Lt Col Thomson’s spirit of the ramparts is admirable. Like him, I believe we should remain in Afghanistan. Having lived in Peshawar when the Afghans were abandoned by the West after ousting the Russians in 1989 and seen what this led to, I feel strongly we should not make the same mistake again.
I used to argue quite vociferously that the answer was more troops. I was in Kabul when the first foreign forces arrived — the Royal Marines driving through Chicken Street — and they were welcomed by Afghans, believing only foreigners could bring an end to more than two decades of civil war. And I do believe had we sent more troops in the early years when the Taleban were on the run and numbered just a few hundred, we would never be in today’s situation.
But Messrs Bush and Blair had another war to fight. I was in Kabul on the eve of the Iraq war and before I left for the airport to go and cover it, I met with President Karzai who told me ‘everyone’s going to forget us now’. Four years ago, Nato had just 8,000 troops in Afghanistan — for a country of 30 million — and didn’t venture outside Kabul. We just didn’t seem serious. Meanwhile the Taleban, helped by some of their old friends in Pakistan’s military intelligence, took the opportunity to regroup and recruit.

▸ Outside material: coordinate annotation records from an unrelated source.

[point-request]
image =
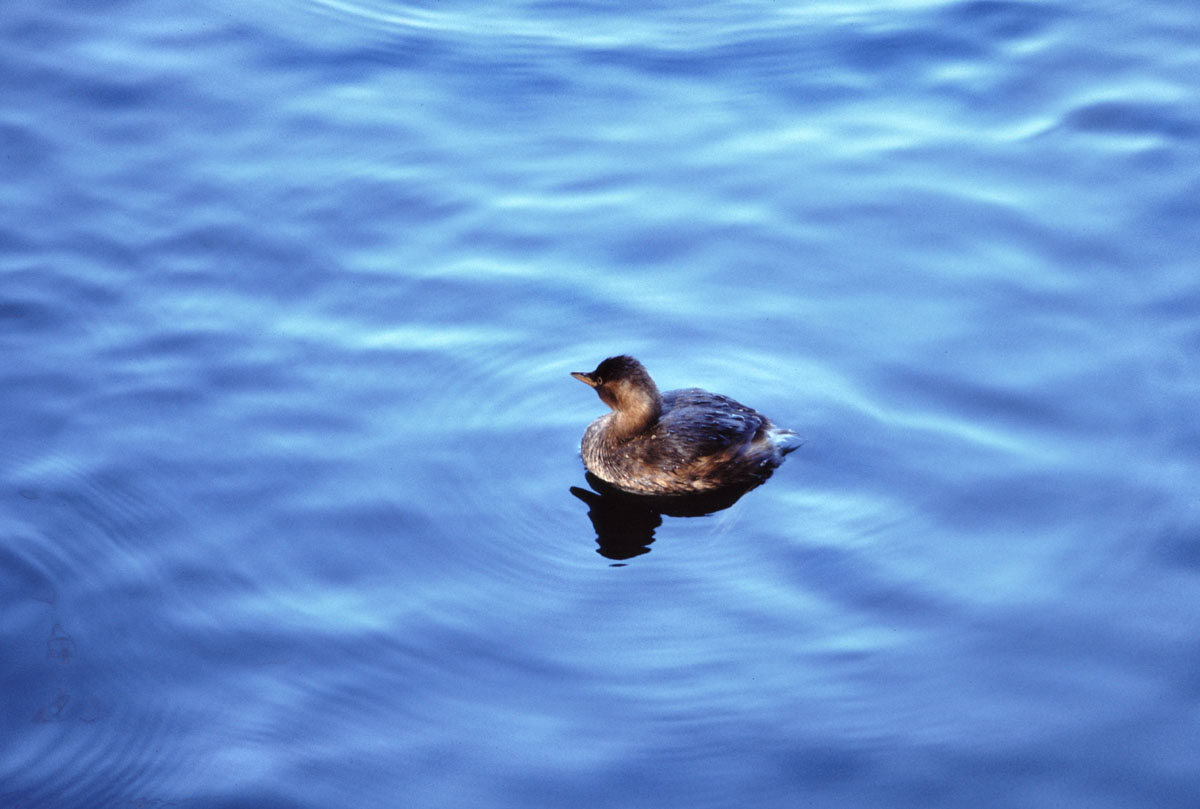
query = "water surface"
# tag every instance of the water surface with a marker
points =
(288, 299)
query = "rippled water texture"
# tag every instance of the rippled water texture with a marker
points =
(289, 293)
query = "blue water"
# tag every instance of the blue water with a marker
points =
(288, 298)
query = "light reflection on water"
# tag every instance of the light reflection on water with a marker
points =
(293, 510)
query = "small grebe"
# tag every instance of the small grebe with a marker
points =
(682, 442)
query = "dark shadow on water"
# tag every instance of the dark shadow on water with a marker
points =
(625, 523)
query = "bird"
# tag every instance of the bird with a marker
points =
(678, 443)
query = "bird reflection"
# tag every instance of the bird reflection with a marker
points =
(625, 522)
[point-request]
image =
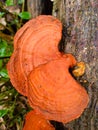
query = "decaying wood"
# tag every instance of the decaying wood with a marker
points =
(80, 37)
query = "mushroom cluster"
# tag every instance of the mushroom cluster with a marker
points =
(39, 71)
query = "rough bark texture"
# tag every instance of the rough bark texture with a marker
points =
(80, 37)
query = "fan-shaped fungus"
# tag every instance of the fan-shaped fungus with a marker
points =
(39, 71)
(34, 44)
(54, 93)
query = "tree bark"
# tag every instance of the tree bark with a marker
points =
(80, 37)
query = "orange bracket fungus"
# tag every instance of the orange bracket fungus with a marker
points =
(39, 71)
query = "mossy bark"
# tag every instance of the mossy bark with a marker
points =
(80, 37)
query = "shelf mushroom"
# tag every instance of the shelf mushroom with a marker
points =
(39, 71)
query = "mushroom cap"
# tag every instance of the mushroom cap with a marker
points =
(34, 44)
(54, 93)
(35, 121)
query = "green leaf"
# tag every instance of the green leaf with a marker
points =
(3, 112)
(3, 73)
(9, 2)
(1, 14)
(1, 63)
(24, 15)
(20, 1)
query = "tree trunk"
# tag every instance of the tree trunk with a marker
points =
(80, 37)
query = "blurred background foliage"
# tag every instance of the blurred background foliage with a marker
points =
(13, 106)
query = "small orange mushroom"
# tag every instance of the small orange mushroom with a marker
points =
(54, 93)
(34, 44)
(39, 71)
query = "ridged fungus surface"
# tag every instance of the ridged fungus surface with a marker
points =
(34, 44)
(39, 71)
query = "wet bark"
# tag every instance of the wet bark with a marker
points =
(80, 37)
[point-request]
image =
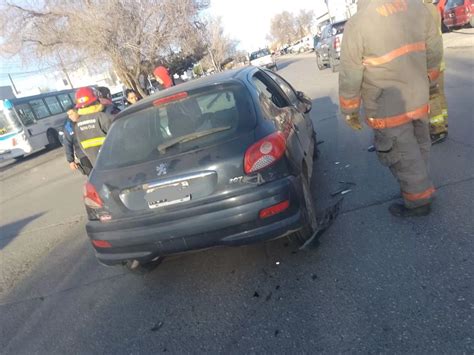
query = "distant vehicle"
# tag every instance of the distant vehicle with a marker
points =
(263, 58)
(31, 123)
(328, 50)
(303, 45)
(440, 5)
(458, 13)
(221, 160)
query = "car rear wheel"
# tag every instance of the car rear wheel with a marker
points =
(136, 268)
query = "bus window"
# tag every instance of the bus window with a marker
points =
(53, 105)
(8, 124)
(65, 100)
(26, 114)
(39, 108)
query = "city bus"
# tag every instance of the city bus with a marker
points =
(32, 123)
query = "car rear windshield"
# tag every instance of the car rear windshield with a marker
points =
(259, 54)
(454, 3)
(203, 118)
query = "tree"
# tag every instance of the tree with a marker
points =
(283, 28)
(220, 48)
(129, 34)
(304, 22)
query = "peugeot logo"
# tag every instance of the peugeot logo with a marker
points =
(162, 169)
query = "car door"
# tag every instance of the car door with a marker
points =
(301, 121)
(276, 106)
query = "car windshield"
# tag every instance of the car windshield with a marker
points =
(454, 3)
(201, 119)
(7, 123)
(259, 54)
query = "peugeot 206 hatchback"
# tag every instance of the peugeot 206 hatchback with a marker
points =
(224, 160)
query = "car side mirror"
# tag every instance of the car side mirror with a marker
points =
(307, 105)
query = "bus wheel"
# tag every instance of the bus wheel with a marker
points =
(53, 139)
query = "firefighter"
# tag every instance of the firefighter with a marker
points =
(390, 58)
(74, 155)
(438, 104)
(93, 124)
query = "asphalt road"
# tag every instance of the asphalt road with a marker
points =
(374, 284)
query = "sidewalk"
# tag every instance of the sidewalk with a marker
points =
(459, 39)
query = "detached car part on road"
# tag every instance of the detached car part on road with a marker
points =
(223, 160)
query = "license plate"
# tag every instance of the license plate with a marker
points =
(168, 194)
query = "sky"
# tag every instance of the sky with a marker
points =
(249, 20)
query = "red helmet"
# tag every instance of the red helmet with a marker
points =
(85, 97)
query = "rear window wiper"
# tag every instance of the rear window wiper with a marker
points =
(189, 137)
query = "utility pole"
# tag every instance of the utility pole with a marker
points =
(13, 84)
(65, 71)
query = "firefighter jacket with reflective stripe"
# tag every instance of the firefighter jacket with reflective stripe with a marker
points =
(71, 145)
(92, 129)
(389, 49)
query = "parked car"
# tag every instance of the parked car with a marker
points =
(221, 160)
(263, 58)
(328, 49)
(440, 5)
(458, 13)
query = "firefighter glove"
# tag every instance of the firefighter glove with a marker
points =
(353, 121)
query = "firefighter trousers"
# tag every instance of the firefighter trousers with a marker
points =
(405, 150)
(439, 110)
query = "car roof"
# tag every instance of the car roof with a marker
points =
(211, 80)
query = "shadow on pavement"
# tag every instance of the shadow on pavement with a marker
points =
(10, 231)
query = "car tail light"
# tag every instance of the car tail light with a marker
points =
(265, 152)
(101, 243)
(273, 210)
(171, 98)
(91, 197)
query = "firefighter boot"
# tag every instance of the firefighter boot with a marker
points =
(400, 210)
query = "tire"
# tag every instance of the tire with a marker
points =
(53, 139)
(142, 269)
(321, 66)
(308, 230)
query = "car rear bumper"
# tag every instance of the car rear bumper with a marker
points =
(235, 222)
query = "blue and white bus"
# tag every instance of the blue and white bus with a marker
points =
(32, 123)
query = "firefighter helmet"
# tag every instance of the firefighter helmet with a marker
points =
(85, 97)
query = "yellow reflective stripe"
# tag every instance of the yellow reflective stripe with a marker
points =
(93, 142)
(437, 119)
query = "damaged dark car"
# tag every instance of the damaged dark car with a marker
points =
(223, 160)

By the time military commanders had woken up to what was happening and started sending in troops, we had lost that consent. Today, I for one no longer believe that the answer is more troops. Over the last year troop numbers have doubled — by the end of this year Nato will have 100,000 deployed there. Yet as troop numbers have spiralled, so have violence and insecurity; 444 foreign soldiers have lost their lives on Afghan fields so far this year, compared to 294 in the whole of last. At the same time the Taleban has spread up from the south and east to surround Kabul. And it can strike inside the capital as it showed again this week with the attack on the UN guesthouse and rocket attack on Afghanistan’s only five-star hotel. This year it has even broken out of its traditional Pashtun ethnic power base to move north and west. As one Taleban fighter put it to me: ‘We don’t worry about reinforcements; they are just more targets.’

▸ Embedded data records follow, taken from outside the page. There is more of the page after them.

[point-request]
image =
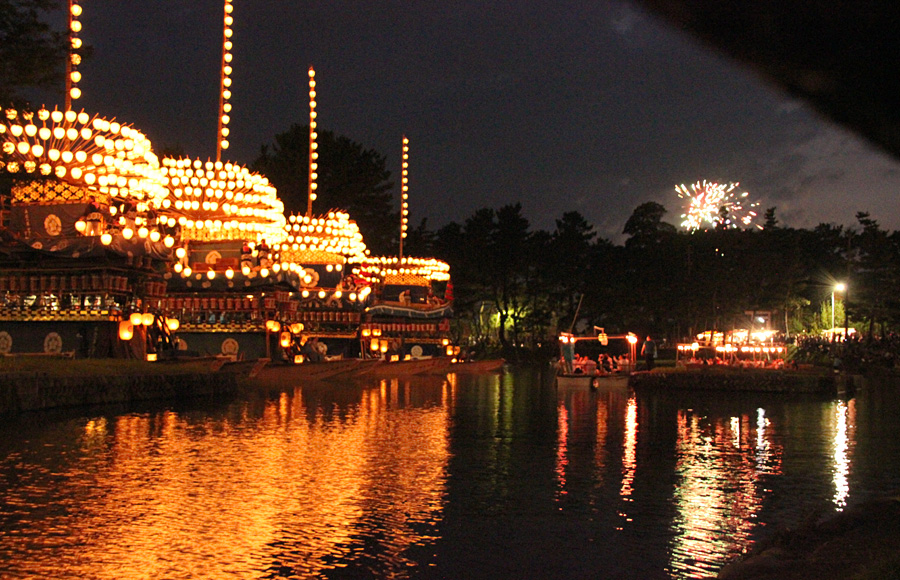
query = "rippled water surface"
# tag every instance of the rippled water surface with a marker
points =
(493, 476)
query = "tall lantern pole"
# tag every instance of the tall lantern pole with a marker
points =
(225, 83)
(73, 76)
(313, 154)
(404, 194)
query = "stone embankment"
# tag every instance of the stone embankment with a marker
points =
(736, 380)
(861, 543)
(31, 391)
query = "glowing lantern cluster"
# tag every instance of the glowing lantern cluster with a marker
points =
(105, 156)
(222, 201)
(335, 234)
(73, 75)
(428, 268)
(225, 89)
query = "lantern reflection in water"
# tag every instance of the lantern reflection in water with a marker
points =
(719, 493)
(315, 479)
(844, 437)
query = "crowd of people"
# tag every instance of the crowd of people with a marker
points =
(857, 353)
(604, 365)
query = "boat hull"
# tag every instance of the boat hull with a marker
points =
(478, 366)
(283, 373)
(405, 368)
(593, 382)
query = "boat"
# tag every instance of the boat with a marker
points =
(402, 368)
(590, 381)
(310, 371)
(244, 368)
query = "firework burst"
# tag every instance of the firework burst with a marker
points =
(710, 204)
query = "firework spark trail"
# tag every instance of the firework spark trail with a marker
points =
(706, 200)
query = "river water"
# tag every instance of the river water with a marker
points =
(493, 476)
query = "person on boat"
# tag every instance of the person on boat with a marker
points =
(262, 254)
(310, 350)
(568, 352)
(94, 218)
(246, 256)
(648, 351)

In the late 1980s I lived in Peshawar and travelled with many of those we now consider bad guys, but who were then on the same side against the Soviets. I even spent three weeks going round Kandahar on the backs of motorbikes of the incipient Taleban. These long links enable me to travel to areas few other foreign journalists can go to. But for the last two years, each time I visit Afghanistan, I find I can travel to fewer and fewer places, my Afghan friends insisting it is too dangerous to travel on the roads built with billions of dollars of our taxpayers’ money. Last time I went, in August, I barely ventured outside Kabul. Even in the capital foreign residences are surrounded by ever more concrete blocks.
Last month I moved to Washington just as General Stanley McChrystal, the commander of Nato forces in Afghanistan, presented President Barack Obama with his assessment warning that we need to send more troops or risk failure. He and his boss General Petraeus clearly thought that if they flashed their medals and cited the success of the Iraq surge, they would automatically get more troops from an inexperienced President.

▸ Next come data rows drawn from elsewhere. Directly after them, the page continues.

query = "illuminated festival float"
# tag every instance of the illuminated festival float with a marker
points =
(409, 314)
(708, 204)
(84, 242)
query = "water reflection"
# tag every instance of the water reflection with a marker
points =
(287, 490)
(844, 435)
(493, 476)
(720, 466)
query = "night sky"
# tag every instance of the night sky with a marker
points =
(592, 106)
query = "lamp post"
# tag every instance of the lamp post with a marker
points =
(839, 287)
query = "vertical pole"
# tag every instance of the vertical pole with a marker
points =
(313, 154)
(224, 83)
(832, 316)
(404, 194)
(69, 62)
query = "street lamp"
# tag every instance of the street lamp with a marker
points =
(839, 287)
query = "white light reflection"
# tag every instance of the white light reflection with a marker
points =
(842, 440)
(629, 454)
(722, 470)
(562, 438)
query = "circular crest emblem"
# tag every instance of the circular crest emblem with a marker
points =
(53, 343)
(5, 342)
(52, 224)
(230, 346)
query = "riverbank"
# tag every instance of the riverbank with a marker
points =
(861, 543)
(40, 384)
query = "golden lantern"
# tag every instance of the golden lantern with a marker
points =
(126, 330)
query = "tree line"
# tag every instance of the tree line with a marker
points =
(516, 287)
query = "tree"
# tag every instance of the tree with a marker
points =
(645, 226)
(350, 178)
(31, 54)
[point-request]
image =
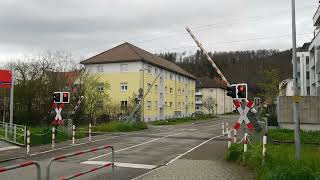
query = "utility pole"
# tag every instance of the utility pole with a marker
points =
(295, 83)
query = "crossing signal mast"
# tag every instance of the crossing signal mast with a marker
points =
(238, 92)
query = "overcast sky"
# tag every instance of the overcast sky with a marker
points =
(86, 27)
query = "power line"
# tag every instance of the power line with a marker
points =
(196, 29)
(236, 41)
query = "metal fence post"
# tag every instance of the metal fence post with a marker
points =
(53, 137)
(14, 133)
(28, 141)
(89, 132)
(73, 133)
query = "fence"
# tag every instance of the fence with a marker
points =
(80, 153)
(308, 110)
(25, 164)
(13, 133)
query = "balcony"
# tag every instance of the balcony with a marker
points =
(199, 93)
(199, 102)
(316, 17)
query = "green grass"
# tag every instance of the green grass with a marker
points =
(120, 127)
(311, 137)
(180, 120)
(280, 163)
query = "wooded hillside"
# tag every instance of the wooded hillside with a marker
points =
(237, 66)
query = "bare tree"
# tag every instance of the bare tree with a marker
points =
(209, 103)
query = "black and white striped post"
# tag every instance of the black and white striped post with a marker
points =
(53, 137)
(73, 133)
(28, 141)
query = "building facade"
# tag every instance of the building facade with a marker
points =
(315, 57)
(212, 92)
(169, 90)
(303, 70)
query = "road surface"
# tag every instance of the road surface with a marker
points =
(136, 153)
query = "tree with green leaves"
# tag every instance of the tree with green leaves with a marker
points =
(270, 85)
(96, 96)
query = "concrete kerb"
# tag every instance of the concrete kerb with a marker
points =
(21, 165)
(80, 153)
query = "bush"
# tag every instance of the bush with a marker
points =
(280, 161)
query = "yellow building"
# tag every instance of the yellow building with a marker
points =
(128, 68)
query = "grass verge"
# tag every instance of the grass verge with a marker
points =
(280, 162)
(180, 120)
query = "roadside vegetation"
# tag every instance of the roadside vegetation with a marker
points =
(181, 120)
(280, 163)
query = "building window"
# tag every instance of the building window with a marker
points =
(100, 87)
(148, 69)
(124, 104)
(149, 104)
(155, 88)
(124, 86)
(99, 69)
(124, 68)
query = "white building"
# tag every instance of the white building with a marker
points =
(286, 87)
(315, 57)
(303, 70)
(212, 91)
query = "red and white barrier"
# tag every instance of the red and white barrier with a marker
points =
(22, 165)
(264, 149)
(80, 153)
(245, 142)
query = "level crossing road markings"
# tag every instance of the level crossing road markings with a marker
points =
(137, 145)
(243, 114)
(119, 164)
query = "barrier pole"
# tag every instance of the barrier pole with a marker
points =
(229, 139)
(28, 141)
(222, 128)
(53, 137)
(245, 142)
(6, 130)
(73, 133)
(264, 149)
(89, 132)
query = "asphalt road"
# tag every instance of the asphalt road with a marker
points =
(136, 153)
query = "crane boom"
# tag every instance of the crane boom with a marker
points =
(215, 67)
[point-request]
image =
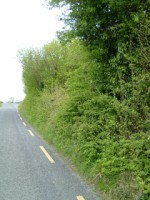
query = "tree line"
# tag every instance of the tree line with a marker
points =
(89, 90)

Fortunately Obama realised Afghanistan is not Iraq. Over the last month he has held 20 hours of war councils in the Situation Room. No doubt the delay is playing into the hands of the Taleban, who interpret it as a weakening of international resolve. And they would be right. Most Europeans are now eager to leave. Spain (with 1,000 troops in Afghanistan) has proposed leaving by 2015; Germany, with 4,000 troops, has suggested a ‘transition strategy’ by 2013; and some Italian leaders have demanded that their 2,800 troops are out by December. In Poland 71 per cent of the public are opposed to the deployment of its 2,000 troops.
US commanders, angered at national caveats such as that of the Germans that they are not allowed to fight at night, would argue that most of these troops are there for ‘tree-hugging’. But even among the troops which are doing the fighting, the Dutch say they will pull out their 1,800 troops from Uruzgan province by next year, the 2,800 Canadians will withdraw from Kandahar by 2011. Within two years it could just be the US and us Brits.
It is easier for the Americans to justify their involvement. They were the ones attacked on 9/11. But the organisation responsible for that is now, as Vice-President Joe B iden keeps arguing, largely based in Pakistan not Afghanistan.
If McChrystal gets the 40,000 extra troops he wants, Nato will have almost as many as the 150,000 the Soviets had at their peak. But as the general himself admits, success is not guaranteed. Rather than lack of troops, the real problem in Afghanistan is the lack of a credible government, a situation brought to the fore by the shambles of the August election. Though, given the record of the Karzai government, we should have expected the corruption and the fraud.
Isolated in his palace behind seven layers of security who don’t allow journalists to take in pencils or lipsticks, Karzai has become increasingly paranoid. Angered by the criticism over the elections, today he is like a wounded bull. If, as expected, he is re-elected in next week’s poll, one can only wonder what kind of relations he will have with the international community.
In village after village, people explain that they are on the fence. On the one hand, they have Taleban terrorising them and offering speedy justice, a key issue in a land where 30 years of war and disruption have left many property disputes. On the other, they have what McChrystal described as a ‘predatory government’, with corrupt police and officials demanding bribes.
A recent report from the Institute of War details how British forces took the district of Nad Ali last year, losing a number of soldiers. They then handed control over to the Afghan police, who set about raping young boys. Eventually the people got so fed up that they asked the Taleban to come back to protect them.
The Taleban may have smashed TV sets when in power, but they can teach the MoD propaganda skills any day, and argue that if they come back to power they would not shut down girls’ schools or insist on long beards. Mullah Omar recently issued a rule book, a 61-page volume explaining to his fighters how to win hearts and minds.
Nato commanders talk of building up the Afghan army to fight their own war but this is a slow process (so far we have only managed to create an army of 80,000 out of 30 million people — by contrast Iraq has one 600,000 strong). In the end the only way out of this mess must surely be to deal with the Taleban. At the moment, while they are in the ascendancy, it’s hard to see why they would agree, unless their sponsors in Pakistan could be persuaded.
If the situation is to have any hope of being turned round, Afghans need to see some benefit from the presence of international troops. The US is spending $4 billion a month to keep its troops in Afghanistan, but the country remains one of the poorest on earth, and even in the capital most residents don’t have running water or electricity.
Just like last year, and the year before, we are being told that this year is the critical year in Afghanistan. Since ousting the Taleban with great ease eight years ago, we have made endless mistakes: getting distracted by Iraq; giving Karzai too much leeway; supporting warlords; being unable to differentiate tribal infighting and Taleban; bombing wedding parties; believing Pakistan shared our interests; putting the Italians in charge of building a justice system.
Don’t get me wrong. I care passionately about Afghanistan. As the autumn chill settles on DC, I dream about pomegranates, red pips shining like tiny rubies. The scent of pine in Rock Creek Park brings back memories of Herat or the mountains of Nangahar, and I miss squatting in villages listening to fantastical stories of ancient feuds. But as those stories illustrate, Afghanistan has always been beset by fighting. I don’t envy Obama pacing his Situation Room and wondering how to avoid this becoming his Vietnam. I don’t think we should just withdraw and let the Taleban take over. But I do believe we shouldn’t compound the mistakes already made by sending yet more young men to die.